Drdla-Schutting R, Heinl C, Hadschieff V, Sandkühler J
Pain. 2019 Dec; 160(12):2819-2828.
PMID: 31433351.


Opioids are the most powerful analgesics available to date. However, they may also induce adverse effects including paradoxical opioid-induced hyperalgesia (OIH). A mechanism that might underlie OIH is the amplification of synaptic strength at spinal C-fibre synapses after withdrawal from systemic opioids such as remifentanil ("opioid-withdrawal-LTP").Here, we show that both, the induction as well as the maintenance of opioid-withdrawal-LTP were abolished by pharmacological blockade of spinal glial cells.
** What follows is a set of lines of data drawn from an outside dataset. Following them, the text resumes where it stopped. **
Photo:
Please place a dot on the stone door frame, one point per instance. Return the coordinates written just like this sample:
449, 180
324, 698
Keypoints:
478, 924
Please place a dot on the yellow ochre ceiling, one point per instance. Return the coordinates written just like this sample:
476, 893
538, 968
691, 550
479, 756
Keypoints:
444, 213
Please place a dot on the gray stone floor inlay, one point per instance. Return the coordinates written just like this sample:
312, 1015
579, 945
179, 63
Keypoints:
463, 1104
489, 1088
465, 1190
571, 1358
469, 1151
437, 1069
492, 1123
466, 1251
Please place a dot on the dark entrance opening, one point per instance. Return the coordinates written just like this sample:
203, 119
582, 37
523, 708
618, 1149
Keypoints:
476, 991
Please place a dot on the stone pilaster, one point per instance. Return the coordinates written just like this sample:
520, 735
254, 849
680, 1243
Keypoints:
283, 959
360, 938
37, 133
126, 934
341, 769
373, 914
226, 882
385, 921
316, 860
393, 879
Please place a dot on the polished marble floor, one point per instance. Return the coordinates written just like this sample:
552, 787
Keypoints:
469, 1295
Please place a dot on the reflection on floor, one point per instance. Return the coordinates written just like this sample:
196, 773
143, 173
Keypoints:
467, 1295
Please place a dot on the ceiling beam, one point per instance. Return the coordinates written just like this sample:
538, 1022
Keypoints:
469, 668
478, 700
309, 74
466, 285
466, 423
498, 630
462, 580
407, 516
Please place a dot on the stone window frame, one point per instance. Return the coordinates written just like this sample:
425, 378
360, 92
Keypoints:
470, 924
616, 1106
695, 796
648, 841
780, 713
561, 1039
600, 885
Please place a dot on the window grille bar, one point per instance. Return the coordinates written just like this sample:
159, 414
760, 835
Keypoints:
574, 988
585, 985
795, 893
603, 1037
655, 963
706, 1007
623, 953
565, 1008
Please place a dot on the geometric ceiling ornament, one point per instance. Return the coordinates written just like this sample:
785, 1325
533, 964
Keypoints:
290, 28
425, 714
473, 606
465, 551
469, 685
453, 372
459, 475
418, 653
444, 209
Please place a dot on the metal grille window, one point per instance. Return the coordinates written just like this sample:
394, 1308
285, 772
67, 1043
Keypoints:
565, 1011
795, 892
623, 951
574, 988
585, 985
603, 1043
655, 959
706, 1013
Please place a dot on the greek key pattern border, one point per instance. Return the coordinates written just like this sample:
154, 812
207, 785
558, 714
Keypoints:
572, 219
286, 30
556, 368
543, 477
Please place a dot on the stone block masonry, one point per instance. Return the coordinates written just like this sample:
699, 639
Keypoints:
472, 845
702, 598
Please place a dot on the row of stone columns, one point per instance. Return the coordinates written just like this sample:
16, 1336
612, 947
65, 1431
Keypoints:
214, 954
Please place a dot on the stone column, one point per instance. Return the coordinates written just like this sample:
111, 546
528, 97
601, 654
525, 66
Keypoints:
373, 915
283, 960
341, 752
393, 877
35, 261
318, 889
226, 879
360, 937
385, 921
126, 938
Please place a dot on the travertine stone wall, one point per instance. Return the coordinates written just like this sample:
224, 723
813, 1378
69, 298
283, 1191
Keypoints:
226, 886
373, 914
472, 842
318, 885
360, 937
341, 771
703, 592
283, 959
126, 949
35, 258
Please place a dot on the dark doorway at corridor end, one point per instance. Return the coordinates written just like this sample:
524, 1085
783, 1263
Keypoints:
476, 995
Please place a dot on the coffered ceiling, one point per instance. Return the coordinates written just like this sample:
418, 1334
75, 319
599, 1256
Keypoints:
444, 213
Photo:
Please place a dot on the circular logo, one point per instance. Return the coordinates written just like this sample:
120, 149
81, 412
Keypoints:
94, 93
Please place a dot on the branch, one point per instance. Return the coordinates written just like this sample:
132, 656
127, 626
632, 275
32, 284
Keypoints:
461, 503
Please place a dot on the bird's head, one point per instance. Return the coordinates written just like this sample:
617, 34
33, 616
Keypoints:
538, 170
In contrast, the blockade of TLR4 had no effect on the induction of opioid-withdrawal-LTP. D-serine, which may be released upon glial cell activation, was necessary for withdrawal-LTP. D-serine is the dominant co-agonist for neuronal NMDA-receptors, which are required for the amplification of synaptic strength upon remifentanil withdrawal.Unexpectedly, opioid-withdrawal-LTP was transferable via the cerebrospinal fluid between animals. This suggests that glial cell-derived mediators accumulate in the extracellular space and reach the cerebrospinal fluid at biologically active concentrations, thereby creating a soluble memory trace that is transferable to another animal ("transfer-LTP"). When we enzymatically degraded D-serine in the superfusate, LTP could no longer be transferred. Transfer-LTP was insensitive to pharmacological blockade of glial cells in the recipient animal, thus representing a rare form of glial-cell independent LTP in the spinal cord.